这个问题与另一个问题有关：How to binarize RandomForest to plot a ROC in python? 而且我还使用了 Scikit 中提供的代码：ROC multiclass problem

所以我想绘制 ROC。但是当我进行 10x10 交叉验证时，我是否必须计算概率的平均值（“predict_proba”），因为我将有 100 个 y_score？每个都是一个3x15的数组？

检查代码中的这一行：

y_score = clf.fit(x_train, y_train).predict_proba(x_test)

代码从这里开始

# Import some data to play with
iris = datasets.load_iris()
X = iris.data
y = iris.target

# Binarize the output
y = label_binarize(y, classes=[0, 1, 2])
n_classes = y.shape[1]

result_list = [] #stores the average of the inner loops - Preliminar
yscore_list = []
clf = Pipeline([('rcl', RobustScaler()),
                ('clf', OneVsRestClassifier(RandomForestClassifier(random_state=0, n_jobs=-1)))])

print("4 epochs x subject in test_size", "\n")
xSSSmean84 = [] # 4 epochs x subject =» test_size=84 o 0.1%
for i in range(1):
    sss = StratifiedShuffleSplit(2, test_size=0.1, random_state=i)
    scoresSSS = model_selection.cross_val_score(clf, X, y, cv=sss)
    xSSSmean84.append(scoresSSS.mean())

    for train_index, test_index in sss.split(X, y):
        x_train, x_test = X[train_index], X[test_index] 
        y_train, y_test = y[train_index], y[test_index]

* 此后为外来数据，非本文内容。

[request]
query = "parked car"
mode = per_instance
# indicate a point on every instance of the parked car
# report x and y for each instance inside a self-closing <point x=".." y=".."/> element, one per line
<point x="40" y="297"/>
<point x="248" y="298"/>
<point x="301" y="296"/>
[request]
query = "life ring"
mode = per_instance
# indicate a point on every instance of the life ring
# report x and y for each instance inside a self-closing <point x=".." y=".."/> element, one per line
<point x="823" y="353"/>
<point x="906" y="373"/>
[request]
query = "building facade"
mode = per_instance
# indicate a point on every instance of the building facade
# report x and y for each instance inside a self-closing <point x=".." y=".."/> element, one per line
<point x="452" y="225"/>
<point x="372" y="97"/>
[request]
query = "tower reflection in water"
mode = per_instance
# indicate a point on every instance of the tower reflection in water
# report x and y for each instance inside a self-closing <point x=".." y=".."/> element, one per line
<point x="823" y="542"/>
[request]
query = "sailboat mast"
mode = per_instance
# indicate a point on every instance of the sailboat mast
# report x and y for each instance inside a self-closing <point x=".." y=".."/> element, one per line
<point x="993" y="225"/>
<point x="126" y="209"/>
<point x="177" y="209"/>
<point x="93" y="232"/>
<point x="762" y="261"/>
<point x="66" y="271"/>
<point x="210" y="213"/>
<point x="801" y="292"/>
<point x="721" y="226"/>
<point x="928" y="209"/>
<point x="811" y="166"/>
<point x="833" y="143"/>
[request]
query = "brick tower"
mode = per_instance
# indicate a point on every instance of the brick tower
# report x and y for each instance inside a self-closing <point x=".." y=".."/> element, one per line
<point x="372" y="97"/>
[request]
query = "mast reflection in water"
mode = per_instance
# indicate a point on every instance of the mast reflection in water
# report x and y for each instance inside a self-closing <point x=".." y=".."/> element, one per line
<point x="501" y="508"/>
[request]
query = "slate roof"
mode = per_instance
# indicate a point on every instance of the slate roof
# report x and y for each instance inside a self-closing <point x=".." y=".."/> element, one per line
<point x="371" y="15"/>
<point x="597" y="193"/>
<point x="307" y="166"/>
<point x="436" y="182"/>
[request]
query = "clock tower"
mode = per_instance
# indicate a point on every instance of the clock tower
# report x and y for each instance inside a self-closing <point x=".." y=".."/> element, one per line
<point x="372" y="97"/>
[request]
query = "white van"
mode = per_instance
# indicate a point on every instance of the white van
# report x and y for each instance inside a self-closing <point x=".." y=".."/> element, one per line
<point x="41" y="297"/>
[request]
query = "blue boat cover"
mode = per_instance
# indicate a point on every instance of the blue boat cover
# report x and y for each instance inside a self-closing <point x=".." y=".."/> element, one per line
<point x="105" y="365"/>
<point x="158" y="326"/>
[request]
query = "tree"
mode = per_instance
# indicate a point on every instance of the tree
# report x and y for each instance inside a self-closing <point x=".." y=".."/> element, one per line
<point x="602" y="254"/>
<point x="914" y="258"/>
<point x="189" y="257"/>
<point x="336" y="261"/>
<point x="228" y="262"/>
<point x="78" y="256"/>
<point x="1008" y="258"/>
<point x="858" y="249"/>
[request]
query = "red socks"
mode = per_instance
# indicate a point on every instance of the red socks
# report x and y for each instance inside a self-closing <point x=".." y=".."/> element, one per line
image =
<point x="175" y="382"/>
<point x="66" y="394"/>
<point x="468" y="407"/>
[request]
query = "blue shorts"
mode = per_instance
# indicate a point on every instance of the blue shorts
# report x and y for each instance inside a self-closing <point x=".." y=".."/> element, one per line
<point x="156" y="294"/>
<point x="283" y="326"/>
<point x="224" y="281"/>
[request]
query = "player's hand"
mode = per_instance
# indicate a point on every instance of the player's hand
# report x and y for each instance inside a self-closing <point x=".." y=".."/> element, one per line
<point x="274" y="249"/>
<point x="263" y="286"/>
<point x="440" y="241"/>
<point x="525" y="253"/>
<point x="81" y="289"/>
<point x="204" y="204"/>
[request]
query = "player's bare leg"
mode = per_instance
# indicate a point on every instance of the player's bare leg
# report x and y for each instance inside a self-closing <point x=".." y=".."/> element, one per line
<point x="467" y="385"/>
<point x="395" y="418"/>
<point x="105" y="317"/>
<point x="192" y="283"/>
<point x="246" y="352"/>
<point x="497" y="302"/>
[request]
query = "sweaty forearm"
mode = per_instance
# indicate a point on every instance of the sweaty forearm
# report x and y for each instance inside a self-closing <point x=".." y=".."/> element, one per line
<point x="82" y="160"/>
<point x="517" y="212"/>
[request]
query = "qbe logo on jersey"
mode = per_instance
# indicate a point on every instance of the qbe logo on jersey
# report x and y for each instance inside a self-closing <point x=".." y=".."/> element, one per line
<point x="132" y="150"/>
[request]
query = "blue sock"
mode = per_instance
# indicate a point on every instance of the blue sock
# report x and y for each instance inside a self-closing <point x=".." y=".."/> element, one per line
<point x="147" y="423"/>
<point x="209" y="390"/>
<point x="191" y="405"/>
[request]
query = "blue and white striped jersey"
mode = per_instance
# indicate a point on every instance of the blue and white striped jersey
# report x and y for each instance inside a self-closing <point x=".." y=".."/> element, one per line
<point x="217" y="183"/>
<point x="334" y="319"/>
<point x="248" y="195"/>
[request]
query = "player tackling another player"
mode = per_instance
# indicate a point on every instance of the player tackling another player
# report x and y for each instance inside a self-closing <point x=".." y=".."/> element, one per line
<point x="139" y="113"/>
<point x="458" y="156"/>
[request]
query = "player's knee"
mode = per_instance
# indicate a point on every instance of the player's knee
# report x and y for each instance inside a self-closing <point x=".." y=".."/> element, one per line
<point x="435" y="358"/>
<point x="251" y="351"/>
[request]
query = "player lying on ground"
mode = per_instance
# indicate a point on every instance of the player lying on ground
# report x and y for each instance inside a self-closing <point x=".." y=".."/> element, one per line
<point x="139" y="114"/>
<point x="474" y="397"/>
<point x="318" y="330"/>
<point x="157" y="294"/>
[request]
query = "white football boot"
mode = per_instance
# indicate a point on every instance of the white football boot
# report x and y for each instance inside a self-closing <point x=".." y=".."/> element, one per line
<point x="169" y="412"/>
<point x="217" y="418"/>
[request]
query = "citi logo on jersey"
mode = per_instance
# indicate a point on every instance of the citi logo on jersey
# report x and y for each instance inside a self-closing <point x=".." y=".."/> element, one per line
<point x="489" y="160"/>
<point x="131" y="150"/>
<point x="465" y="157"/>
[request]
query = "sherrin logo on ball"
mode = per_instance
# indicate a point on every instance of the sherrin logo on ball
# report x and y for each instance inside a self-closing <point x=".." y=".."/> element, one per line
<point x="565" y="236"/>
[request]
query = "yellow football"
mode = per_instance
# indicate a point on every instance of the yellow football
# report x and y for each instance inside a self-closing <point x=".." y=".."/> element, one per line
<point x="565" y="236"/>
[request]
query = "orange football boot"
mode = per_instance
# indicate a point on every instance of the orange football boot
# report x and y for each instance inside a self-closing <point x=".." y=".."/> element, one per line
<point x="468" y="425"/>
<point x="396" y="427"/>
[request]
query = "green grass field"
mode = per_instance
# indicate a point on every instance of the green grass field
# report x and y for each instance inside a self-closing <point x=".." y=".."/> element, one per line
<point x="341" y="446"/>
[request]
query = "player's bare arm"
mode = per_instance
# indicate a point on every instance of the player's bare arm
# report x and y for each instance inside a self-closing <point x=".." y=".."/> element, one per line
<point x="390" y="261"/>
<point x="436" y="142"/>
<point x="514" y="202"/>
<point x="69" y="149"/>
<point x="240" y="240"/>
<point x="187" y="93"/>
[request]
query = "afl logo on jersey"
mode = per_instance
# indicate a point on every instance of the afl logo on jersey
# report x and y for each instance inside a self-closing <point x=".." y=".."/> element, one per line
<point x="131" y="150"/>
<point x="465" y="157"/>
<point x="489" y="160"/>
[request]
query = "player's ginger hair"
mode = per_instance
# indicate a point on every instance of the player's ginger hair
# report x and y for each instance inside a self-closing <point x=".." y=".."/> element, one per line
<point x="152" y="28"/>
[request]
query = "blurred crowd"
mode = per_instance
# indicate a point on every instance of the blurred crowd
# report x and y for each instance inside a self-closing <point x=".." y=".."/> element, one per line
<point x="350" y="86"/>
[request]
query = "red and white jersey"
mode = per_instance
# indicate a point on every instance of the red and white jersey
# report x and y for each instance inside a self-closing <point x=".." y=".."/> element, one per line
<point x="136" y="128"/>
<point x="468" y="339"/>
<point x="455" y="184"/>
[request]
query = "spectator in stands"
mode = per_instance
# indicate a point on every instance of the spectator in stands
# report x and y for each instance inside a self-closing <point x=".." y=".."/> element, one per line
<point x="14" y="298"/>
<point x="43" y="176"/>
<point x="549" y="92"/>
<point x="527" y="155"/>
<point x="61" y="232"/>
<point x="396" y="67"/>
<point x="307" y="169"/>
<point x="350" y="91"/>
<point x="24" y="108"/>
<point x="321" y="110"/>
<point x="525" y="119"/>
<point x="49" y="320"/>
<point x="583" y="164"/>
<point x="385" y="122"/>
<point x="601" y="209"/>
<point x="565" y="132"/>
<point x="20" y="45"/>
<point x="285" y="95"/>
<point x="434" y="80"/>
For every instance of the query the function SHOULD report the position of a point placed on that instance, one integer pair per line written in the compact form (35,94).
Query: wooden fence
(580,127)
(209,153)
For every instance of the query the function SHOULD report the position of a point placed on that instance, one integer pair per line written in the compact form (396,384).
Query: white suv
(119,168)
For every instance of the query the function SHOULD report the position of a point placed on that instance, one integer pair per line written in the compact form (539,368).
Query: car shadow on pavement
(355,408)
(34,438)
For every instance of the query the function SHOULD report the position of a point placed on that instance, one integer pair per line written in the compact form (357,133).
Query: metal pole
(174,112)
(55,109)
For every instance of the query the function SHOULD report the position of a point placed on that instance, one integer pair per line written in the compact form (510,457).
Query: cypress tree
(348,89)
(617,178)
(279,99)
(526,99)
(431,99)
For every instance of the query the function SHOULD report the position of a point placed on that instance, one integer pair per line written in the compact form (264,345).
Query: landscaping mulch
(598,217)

        y_score = clf.fit(x_train, y_train).predict_proba(x_test) 
        yscore_list.append(y_score)
        print(y_score)
        print("")

这就是 y_score 的样子。通过交叉验证，我会有很多：

[[ 0.   1.   0.1]
 [ 0.   0.   1. ]
 [ 0.   1.   0. ]
 [ 0.   0.   1. ]
 [ 1.   0.   0. ]
 [ 0.   0.   1. ]
 [ 0.   0.   1. ]
 [ 0.   1.   0.1]
 [ 0.   1.   0. ]
 [ 1.   0.   0. ]
 [ 0.   0.   1. ]
 [ 1.   0.   0. ]
 [ 1.   0.   0. ]
 [ 1.   0.   0. ]
 [ 0.   1.   0. ]]

【问题讨论】：

我回答你的问题了吗

标签： python numpy scikit-learn random-forest roc

【解决方案1】：

我们来看看y_score的含义：每列包含一个类的分数每行代表一个观察结果。

您可能会注意到对于 StratifiedShuffleSplit（来自 sklearn 文档）： http://scikit-learn.org/stable/modules/generated/sklearn.model_selection.StratifiedShuffleSplit.html

_splits : int, default 10

    Number of re-shuffling & splitting iterations.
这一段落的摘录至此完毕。